Cuando acabó la primera parte del partido contra Holanda, creí que aún era posible. No hablo de ganar el cuarto gran torneo consecutivo –algo inaudito–, sino de alcanzar unas augustas semifinales ante un rival de impacto; una bonita y amorosa playa, en fin, en la que acabar con dignidad un ciclo majestuoso.
Luego fueron cayendo los goles inexorablemente. Dos, tres, cuatro, cinco.
Como soy un optimista impenitente, todavía confiaba en una reacción ante Chile. Pero llegó el partido, pitó el árbitro y los nuestros se hundieron estrepitosamente, como un castillo de arena pisado por un abusón. Cayó un gol y luego otro.
Hay algo muy español en esta manera definitiva e inapelable de alcanzar la gloria y de derrumbarse, como si no cupiera término medio, como si uno hubiese nacido para asombrar al mundo y lo demás solo fueran mediocres ejercicios de contabilidad.
La admirable Italia, por ejemplo, gana y pierde perreando cada partido, empatando a cero con Camerún y venciendo agónicamente, quizá de penalti injusto, a Alemania.
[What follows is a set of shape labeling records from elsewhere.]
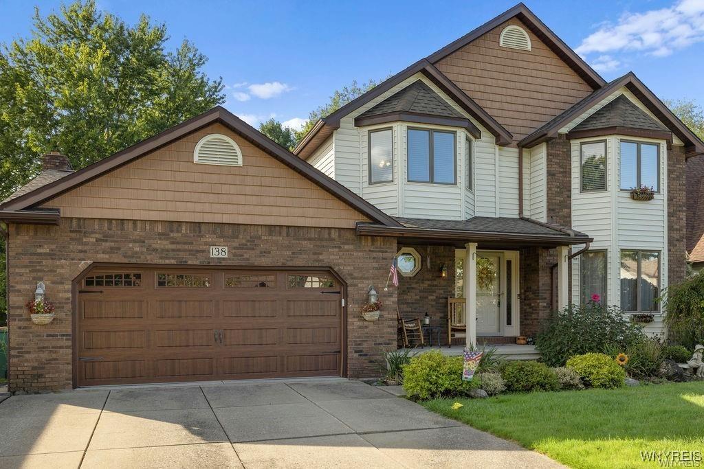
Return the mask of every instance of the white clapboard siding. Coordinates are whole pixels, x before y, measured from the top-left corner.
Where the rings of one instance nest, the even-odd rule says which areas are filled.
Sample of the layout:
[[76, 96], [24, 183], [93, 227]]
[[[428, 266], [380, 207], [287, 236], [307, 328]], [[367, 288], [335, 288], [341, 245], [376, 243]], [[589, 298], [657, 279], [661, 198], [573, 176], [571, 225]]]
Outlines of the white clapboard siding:
[[335, 179], [335, 146], [332, 135], [313, 152], [308, 161], [325, 176]]

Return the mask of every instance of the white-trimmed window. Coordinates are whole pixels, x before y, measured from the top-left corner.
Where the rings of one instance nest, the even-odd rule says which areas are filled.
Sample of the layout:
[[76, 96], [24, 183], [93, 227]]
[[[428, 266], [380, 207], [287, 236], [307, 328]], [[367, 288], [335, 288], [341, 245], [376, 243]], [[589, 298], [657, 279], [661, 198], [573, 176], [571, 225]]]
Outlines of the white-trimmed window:
[[523, 28], [511, 25], [503, 28], [503, 31], [501, 31], [498, 45], [501, 47], [529, 51], [531, 47], [530, 37]]
[[369, 131], [369, 184], [394, 181], [394, 130]]
[[201, 139], [196, 145], [193, 161], [201, 165], [241, 166], [242, 150], [227, 136], [210, 134]]
[[606, 141], [579, 144], [580, 191], [606, 190]]

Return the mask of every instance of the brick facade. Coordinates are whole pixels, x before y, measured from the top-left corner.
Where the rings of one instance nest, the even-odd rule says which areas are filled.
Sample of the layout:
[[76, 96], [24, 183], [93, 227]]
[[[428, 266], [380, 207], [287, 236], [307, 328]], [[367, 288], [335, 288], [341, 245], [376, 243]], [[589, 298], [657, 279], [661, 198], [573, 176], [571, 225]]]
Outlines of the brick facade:
[[[667, 151], [667, 284], [684, 279], [686, 271], [687, 179], [684, 147]], [[698, 194], [697, 194], [698, 195]]]
[[[209, 257], [213, 245], [229, 245], [230, 257]], [[72, 280], [93, 262], [330, 267], [348, 286], [348, 375], [378, 375], [382, 349], [396, 346], [395, 289], [379, 292], [379, 321], [359, 313], [369, 285], [386, 281], [393, 238], [343, 229], [64, 219], [58, 226], [11, 224], [9, 245], [11, 391], [71, 387]], [[32, 323], [24, 306], [40, 281], [56, 307], [56, 319], [44, 326]]]

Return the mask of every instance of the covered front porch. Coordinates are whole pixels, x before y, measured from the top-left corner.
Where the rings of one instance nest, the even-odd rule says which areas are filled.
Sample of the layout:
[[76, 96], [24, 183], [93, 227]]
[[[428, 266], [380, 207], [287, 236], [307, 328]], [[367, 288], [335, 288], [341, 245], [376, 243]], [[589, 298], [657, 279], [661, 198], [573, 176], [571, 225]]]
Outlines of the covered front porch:
[[[512, 358], [537, 358], [532, 340], [566, 306], [573, 245], [586, 235], [527, 218], [397, 219], [400, 348], [430, 342], [443, 353], [491, 345]], [[423, 341], [420, 340], [422, 333]], [[517, 345], [522, 338], [528, 345]], [[449, 348], [448, 348], [449, 347]]]

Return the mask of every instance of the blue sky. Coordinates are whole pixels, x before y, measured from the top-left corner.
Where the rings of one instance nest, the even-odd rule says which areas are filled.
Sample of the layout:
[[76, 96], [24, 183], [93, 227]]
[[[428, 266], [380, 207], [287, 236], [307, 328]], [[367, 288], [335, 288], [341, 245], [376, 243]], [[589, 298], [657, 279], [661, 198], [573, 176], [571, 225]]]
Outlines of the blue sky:
[[[294, 126], [335, 89], [395, 73], [515, 3], [99, 0], [128, 23], [165, 23], [171, 46], [193, 41], [235, 114]], [[704, 104], [704, 0], [525, 3], [605, 79], [632, 70], [662, 98]], [[0, 41], [29, 35], [34, 4], [60, 4], [0, 0]]]

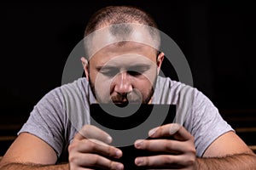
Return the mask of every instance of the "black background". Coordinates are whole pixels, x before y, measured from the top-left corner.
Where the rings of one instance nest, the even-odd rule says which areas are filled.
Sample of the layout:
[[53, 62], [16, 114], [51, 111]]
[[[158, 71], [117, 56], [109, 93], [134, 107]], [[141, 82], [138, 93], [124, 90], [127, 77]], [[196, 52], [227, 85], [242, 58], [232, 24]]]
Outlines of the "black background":
[[37, 102], [61, 85], [66, 60], [83, 38], [89, 17], [102, 7], [117, 4], [136, 5], [152, 14], [160, 30], [172, 37], [186, 56], [194, 86], [220, 110], [255, 109], [256, 12], [253, 3], [2, 3], [2, 124], [25, 122]]

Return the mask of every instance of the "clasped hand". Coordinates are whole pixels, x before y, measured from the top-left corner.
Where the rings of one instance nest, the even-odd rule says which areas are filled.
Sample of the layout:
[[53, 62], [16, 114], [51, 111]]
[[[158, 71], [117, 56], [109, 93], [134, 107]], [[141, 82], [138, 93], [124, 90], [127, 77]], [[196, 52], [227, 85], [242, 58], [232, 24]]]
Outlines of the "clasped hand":
[[[138, 139], [135, 147], [160, 155], [137, 157], [135, 164], [148, 169], [195, 169], [194, 137], [182, 126], [171, 123], [148, 132], [154, 139]], [[172, 137], [173, 139], [170, 139]], [[71, 170], [124, 169], [124, 165], [111, 158], [120, 158], [122, 151], [110, 145], [112, 138], [92, 125], [85, 125], [68, 147]]]

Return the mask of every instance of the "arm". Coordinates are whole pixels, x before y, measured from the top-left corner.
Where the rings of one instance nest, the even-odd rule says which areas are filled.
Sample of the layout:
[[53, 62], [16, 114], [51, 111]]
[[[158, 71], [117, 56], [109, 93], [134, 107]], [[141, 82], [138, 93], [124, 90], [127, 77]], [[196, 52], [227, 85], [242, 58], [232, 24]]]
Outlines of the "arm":
[[255, 165], [256, 156], [233, 132], [220, 136], [203, 158], [197, 158], [198, 169], [253, 169]]
[[[135, 160], [137, 166], [149, 167], [180, 168], [180, 169], [253, 169], [256, 156], [244, 142], [233, 132], [218, 138], [205, 151], [202, 158], [195, 156], [194, 137], [177, 124], [168, 124], [158, 128], [152, 138], [167, 138], [172, 139], [139, 140], [135, 147], [140, 150], [164, 152], [154, 156], [138, 157]], [[173, 154], [175, 153], [175, 154]]]
[[123, 169], [121, 163], [107, 158], [122, 156], [120, 150], [108, 145], [111, 141], [111, 137], [105, 132], [85, 125], [68, 147], [69, 163], [55, 165], [57, 161], [55, 151], [39, 138], [22, 133], [3, 156], [0, 170]]
[[22, 133], [3, 157], [0, 169], [68, 169], [67, 163], [55, 165], [56, 161], [56, 153], [48, 144], [32, 134]]

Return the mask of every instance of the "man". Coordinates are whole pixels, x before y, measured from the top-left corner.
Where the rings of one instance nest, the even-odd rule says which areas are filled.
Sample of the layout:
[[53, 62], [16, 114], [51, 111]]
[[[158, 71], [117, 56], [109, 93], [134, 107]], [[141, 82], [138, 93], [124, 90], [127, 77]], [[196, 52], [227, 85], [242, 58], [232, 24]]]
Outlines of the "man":
[[[96, 12], [85, 30], [87, 56], [81, 60], [86, 78], [53, 89], [37, 104], [3, 156], [1, 169], [125, 168], [118, 161], [123, 153], [111, 144], [112, 137], [90, 125], [89, 105], [112, 102], [167, 103], [187, 109], [183, 121], [151, 129], [148, 136], [155, 139], [135, 141], [137, 150], [161, 153], [137, 157], [138, 167], [255, 169], [255, 155], [205, 95], [158, 76], [164, 54], [158, 51], [154, 28], [153, 19], [134, 7]], [[67, 157], [67, 163], [59, 163]]]

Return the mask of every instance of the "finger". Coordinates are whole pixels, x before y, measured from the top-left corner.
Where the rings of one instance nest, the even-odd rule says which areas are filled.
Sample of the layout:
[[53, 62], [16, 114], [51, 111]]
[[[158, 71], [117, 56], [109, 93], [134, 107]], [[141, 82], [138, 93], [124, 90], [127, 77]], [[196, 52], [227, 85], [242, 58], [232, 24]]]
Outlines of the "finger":
[[112, 142], [112, 138], [109, 134], [92, 125], [84, 125], [81, 130], [76, 133], [74, 139], [96, 139], [107, 144]]
[[139, 167], [158, 168], [182, 168], [191, 166], [193, 160], [184, 155], [161, 155], [145, 157], [137, 157], [135, 164]]
[[113, 146], [110, 146], [96, 139], [83, 139], [72, 143], [69, 146], [70, 152], [97, 153], [105, 156], [119, 158], [122, 151]]
[[96, 154], [78, 153], [69, 157], [71, 165], [87, 168], [99, 167], [101, 169], [124, 169], [124, 165], [113, 162]]
[[184, 153], [189, 149], [184, 142], [170, 139], [139, 139], [135, 142], [134, 145], [139, 150], [171, 154]]
[[177, 123], [166, 124], [153, 128], [148, 132], [148, 135], [151, 138], [173, 136], [174, 139], [181, 141], [189, 140], [193, 138], [193, 136], [183, 126]]

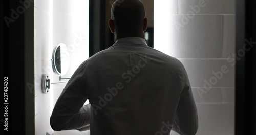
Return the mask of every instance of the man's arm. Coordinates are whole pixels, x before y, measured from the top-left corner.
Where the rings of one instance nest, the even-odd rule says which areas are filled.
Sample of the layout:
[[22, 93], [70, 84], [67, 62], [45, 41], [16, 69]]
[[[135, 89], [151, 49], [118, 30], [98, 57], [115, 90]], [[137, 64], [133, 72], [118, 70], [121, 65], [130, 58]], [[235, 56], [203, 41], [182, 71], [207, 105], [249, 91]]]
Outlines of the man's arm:
[[198, 129], [197, 110], [186, 70], [183, 71], [184, 87], [181, 92], [174, 122], [174, 131], [182, 135], [195, 135]]
[[55, 131], [77, 129], [90, 124], [91, 106], [83, 105], [88, 99], [86, 67], [84, 62], [76, 70], [56, 103], [50, 119]]

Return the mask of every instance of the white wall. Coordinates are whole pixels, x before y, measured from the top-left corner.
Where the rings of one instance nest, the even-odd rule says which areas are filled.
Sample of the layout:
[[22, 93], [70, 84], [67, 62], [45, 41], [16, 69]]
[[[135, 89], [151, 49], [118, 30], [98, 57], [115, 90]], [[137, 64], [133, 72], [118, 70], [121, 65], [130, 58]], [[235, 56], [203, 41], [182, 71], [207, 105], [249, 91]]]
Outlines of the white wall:
[[[234, 134], [234, 69], [228, 58], [235, 51], [235, 1], [154, 1], [154, 48], [186, 68], [198, 112], [197, 134]], [[199, 5], [199, 12], [190, 11]], [[214, 80], [212, 72], [223, 66], [228, 72], [205, 89], [204, 80]]]
[[[41, 90], [43, 74], [51, 82], [58, 81], [51, 66], [52, 52], [58, 43], [69, 49], [69, 71], [62, 78], [70, 77], [89, 57], [89, 1], [35, 0], [35, 134], [52, 131], [50, 117], [66, 83], [51, 85], [49, 93]], [[76, 130], [54, 132], [54, 134], [89, 134]]]

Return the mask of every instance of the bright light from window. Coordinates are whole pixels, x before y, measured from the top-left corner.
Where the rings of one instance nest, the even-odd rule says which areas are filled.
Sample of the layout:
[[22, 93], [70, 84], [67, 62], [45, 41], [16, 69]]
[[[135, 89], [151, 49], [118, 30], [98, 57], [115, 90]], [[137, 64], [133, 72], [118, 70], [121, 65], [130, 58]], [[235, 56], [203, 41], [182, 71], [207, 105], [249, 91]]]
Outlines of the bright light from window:
[[[170, 56], [175, 55], [174, 21], [172, 14], [177, 11], [173, 0], [154, 1], [154, 47]], [[177, 6], [177, 5], [176, 5]]]

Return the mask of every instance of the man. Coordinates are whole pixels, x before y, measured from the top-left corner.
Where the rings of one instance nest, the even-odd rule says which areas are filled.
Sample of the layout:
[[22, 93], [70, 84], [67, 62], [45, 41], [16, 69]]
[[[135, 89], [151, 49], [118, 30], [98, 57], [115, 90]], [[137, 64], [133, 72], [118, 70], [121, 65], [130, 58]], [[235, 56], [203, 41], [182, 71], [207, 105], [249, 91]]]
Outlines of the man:
[[[171, 130], [196, 134], [197, 112], [186, 71], [178, 59], [146, 44], [142, 3], [116, 1], [111, 10], [115, 43], [74, 73], [51, 117], [53, 130], [90, 126], [92, 135], [169, 134]], [[88, 99], [90, 105], [84, 105]]]

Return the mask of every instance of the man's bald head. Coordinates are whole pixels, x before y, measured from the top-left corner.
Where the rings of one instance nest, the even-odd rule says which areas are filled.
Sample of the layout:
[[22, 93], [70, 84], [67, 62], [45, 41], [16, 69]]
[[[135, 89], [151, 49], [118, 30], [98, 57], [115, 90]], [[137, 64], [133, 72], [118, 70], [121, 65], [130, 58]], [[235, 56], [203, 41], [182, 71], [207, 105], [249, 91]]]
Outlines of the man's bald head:
[[111, 19], [119, 33], [143, 31], [144, 18], [144, 5], [139, 0], [117, 0], [112, 5]]

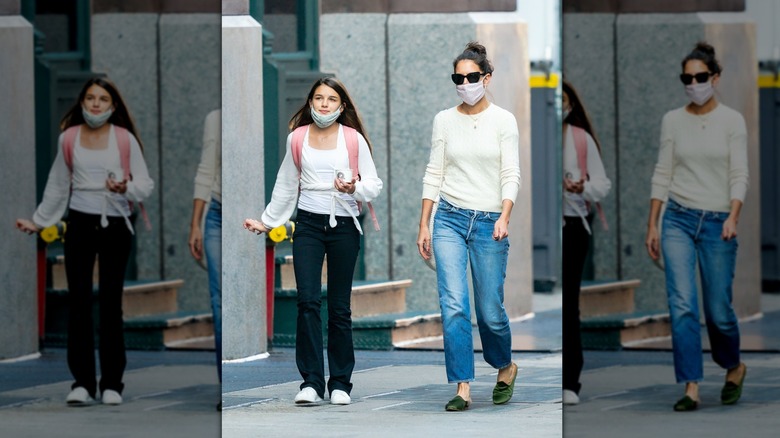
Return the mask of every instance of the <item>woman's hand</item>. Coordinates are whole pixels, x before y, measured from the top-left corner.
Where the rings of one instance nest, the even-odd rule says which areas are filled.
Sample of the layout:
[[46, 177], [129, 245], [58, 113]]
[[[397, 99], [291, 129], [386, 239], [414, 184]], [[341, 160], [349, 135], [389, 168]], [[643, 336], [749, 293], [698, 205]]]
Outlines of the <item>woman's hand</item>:
[[190, 254], [195, 260], [200, 260], [203, 257], [203, 231], [200, 229], [200, 225], [190, 225]]
[[38, 228], [37, 225], [35, 225], [33, 223], [33, 221], [28, 220], [28, 219], [17, 219], [16, 220], [16, 228], [19, 231], [23, 231], [23, 232], [25, 232], [27, 234], [35, 234], [35, 233], [37, 233], [38, 231], [41, 230], [40, 228]]
[[653, 260], [658, 260], [661, 256], [658, 240], [658, 229], [655, 226], [647, 227], [647, 236], [645, 237], [645, 247], [647, 248], [647, 254]]
[[420, 232], [417, 234], [417, 251], [423, 260], [429, 260], [431, 255], [431, 230], [428, 225], [420, 225]]
[[729, 216], [725, 222], [723, 222], [723, 232], [720, 234], [720, 238], [723, 240], [731, 240], [737, 237], [737, 219]]
[[109, 192], [124, 194], [127, 191], [127, 180], [117, 182], [111, 178], [106, 178], [106, 188]]
[[265, 227], [265, 225], [263, 225], [262, 222], [255, 219], [244, 220], [244, 228], [258, 235], [270, 231], [268, 228]]
[[563, 189], [567, 192], [582, 193], [585, 190], [585, 180], [572, 181], [569, 178], [564, 178]]
[[509, 236], [509, 221], [502, 216], [498, 218], [496, 224], [493, 226], [493, 240], [503, 240], [506, 239], [507, 236]]
[[350, 181], [344, 181], [341, 178], [336, 178], [333, 180], [333, 187], [335, 187], [336, 190], [341, 193], [352, 195], [355, 193], [355, 181], [357, 181], [356, 178], [352, 178]]

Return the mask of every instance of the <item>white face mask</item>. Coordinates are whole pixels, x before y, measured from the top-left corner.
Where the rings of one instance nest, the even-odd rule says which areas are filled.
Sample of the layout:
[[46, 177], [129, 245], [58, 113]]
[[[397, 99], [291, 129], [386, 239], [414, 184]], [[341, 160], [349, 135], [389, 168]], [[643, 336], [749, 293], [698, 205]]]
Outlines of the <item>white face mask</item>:
[[97, 129], [103, 126], [108, 121], [108, 119], [111, 118], [111, 114], [113, 113], [114, 112], [111, 110], [111, 108], [109, 108], [104, 113], [92, 114], [83, 106], [81, 107], [81, 115], [84, 116], [84, 121], [87, 122], [87, 125], [89, 125], [89, 127], [92, 129]]
[[475, 82], [473, 84], [460, 84], [455, 86], [458, 97], [466, 105], [473, 106], [485, 96], [484, 82]]
[[688, 96], [688, 99], [699, 106], [707, 103], [712, 98], [714, 91], [715, 89], [710, 81], [685, 86], [685, 94]]
[[341, 111], [339, 111], [338, 108], [330, 114], [320, 114], [319, 111], [314, 110], [314, 107], [311, 107], [311, 118], [314, 120], [314, 123], [322, 129], [332, 125], [340, 115]]

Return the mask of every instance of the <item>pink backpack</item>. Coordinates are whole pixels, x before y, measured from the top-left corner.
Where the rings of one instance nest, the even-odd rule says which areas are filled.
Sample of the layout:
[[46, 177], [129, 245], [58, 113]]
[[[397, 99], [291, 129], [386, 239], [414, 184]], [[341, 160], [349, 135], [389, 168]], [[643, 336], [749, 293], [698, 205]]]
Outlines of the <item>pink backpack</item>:
[[[298, 168], [298, 178], [301, 177], [301, 152], [303, 151], [303, 138], [306, 136], [306, 130], [308, 125], [299, 126], [293, 131], [291, 150], [293, 154], [293, 162], [295, 167]], [[347, 154], [349, 155], [349, 168], [352, 170], [353, 175], [357, 175], [360, 180], [360, 170], [358, 169], [358, 139], [357, 131], [355, 128], [342, 125], [344, 128], [344, 140], [347, 142]], [[358, 202], [358, 211], [363, 211], [363, 205]], [[368, 203], [368, 211], [371, 213], [371, 220], [374, 222], [374, 229], [379, 231], [379, 221], [376, 219], [376, 213], [374, 213], [374, 206]]]
[[[79, 133], [80, 125], [71, 126], [65, 130], [62, 138], [62, 155], [65, 158], [65, 164], [68, 166], [68, 170], [73, 173], [73, 148], [76, 143], [76, 135]], [[116, 144], [119, 148], [119, 162], [122, 165], [122, 171], [124, 172], [124, 179], [128, 181], [133, 180], [133, 174], [130, 172], [130, 133], [127, 129], [114, 125], [114, 133], [116, 133]], [[133, 210], [133, 202], [128, 201], [130, 204], [130, 210]], [[138, 206], [141, 208], [141, 215], [144, 218], [146, 229], [151, 230], [152, 224], [149, 222], [149, 216], [146, 214], [143, 202], [139, 202]]]
[[[569, 125], [571, 128], [571, 134], [574, 137], [574, 149], [577, 151], [577, 165], [580, 168], [580, 175], [585, 175], [588, 178], [588, 139], [585, 137], [587, 132], [579, 126]], [[590, 203], [586, 202], [588, 210], [590, 210]], [[596, 211], [598, 212], [599, 219], [601, 219], [601, 225], [605, 230], [608, 230], [607, 218], [604, 216], [604, 209], [601, 208], [601, 203], [596, 203]]]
España no. España, para ganar, tuvo que inventarse un estilo grandioso y manierista, un poético fútbol de tracería, un encaje infinto de bolillos que hipnotizaba a los rivales hasta que los despachaba con un aguijonazo sublime; España, para perder, ha tenido que esfumarse repentinamente como un sueño infantil, como si hubieran sonado las doce campanadas y el lujoso carro se hubiera convertido en calabaza.
A mí ni siquiera me apetece criticarles. Prefiero aplaudirles. Les estoy demasiado agradecido porque un día, cuando ya no creía en milagros, froté una lámpara y salieron todos ellos.